Expressions Hair Design v. Schneiderman, 581 U.S. ___ (2017), was a United States Supreme Court decision that held that price controls, when used to prohibit the communication of prices of goods with regards to a surcharge, was a regulation of speech and required an analysis of the First Amendment's protections for freedom of speech. 

In a five-Justice majority, Chief Justice John Roberts, joined by Associate Justices Kennedy, Thomas, Ginsburg, and Kagan, wrote that, "In regulating the communication of prices rather than prices themselves," the law in question "regulates speech."

Background 
In contracting with credit card companies, retailers are typically assessed a fee whenever a credit card is used. In order to compensate for these losses in revenue, merchants are given two options: either charge the customer a surcharge based on their use of credit cards, or provide a discount to customers paying with cash. In regards to the former option—charging the customer a surcharge—the New York Legislature enacted a law, §518, which banned this practice, in that, "[n]o seller in any sales transaction may impose a surcharge on a  holder  who  elects  to  use  a credit card in lieu of payment by cash, check, or similar means." Additionally, the New York Legislature was not the only legislative body which had banned surcharges before. Congress passed a law in 1981 that banned the use of surcharges in pricing goods, but this ban expired in 1984.

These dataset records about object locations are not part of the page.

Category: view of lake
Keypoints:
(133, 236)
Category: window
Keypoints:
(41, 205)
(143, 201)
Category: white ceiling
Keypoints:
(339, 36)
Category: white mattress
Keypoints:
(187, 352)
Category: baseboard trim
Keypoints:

The Attorney General of New York, Eric Schneiderman, argued that because price controls prohibit conduct, but not speech, then there is no reasonable claim to a violation of free speech.  On January 10, 2017, one-hour of oral arguments were heard, where Deepak Gupta appeared for the hairdressers, an assistant to the Solicitor General of the United States appeared as an amicus curiae is support of neither party, and a deputy solicitor general of New York appeared for that state.

Opinion of the Court 
On March 29, 2017, the Supreme Court delivered judgment in favor of the merchants, voting unanimously to vacate and remand to the lower court.  Roberts authored the opinion of the Court, joined by Kennedy, Thomas, Ginsburg and Kagan. The Court argued that, because §518 does not regulate the price that may be received by a business, as per usual price control, but rather the communication of prices, "§ 518 regulates speech."

Justice Stephen Breyer issued a concurrence in the judgement, arguing that while the statute does limit speech, all human interactions limit speech as well. However, Breyer argued that because the statute was effectually under state law, that it should be remanded to the Second Circuit.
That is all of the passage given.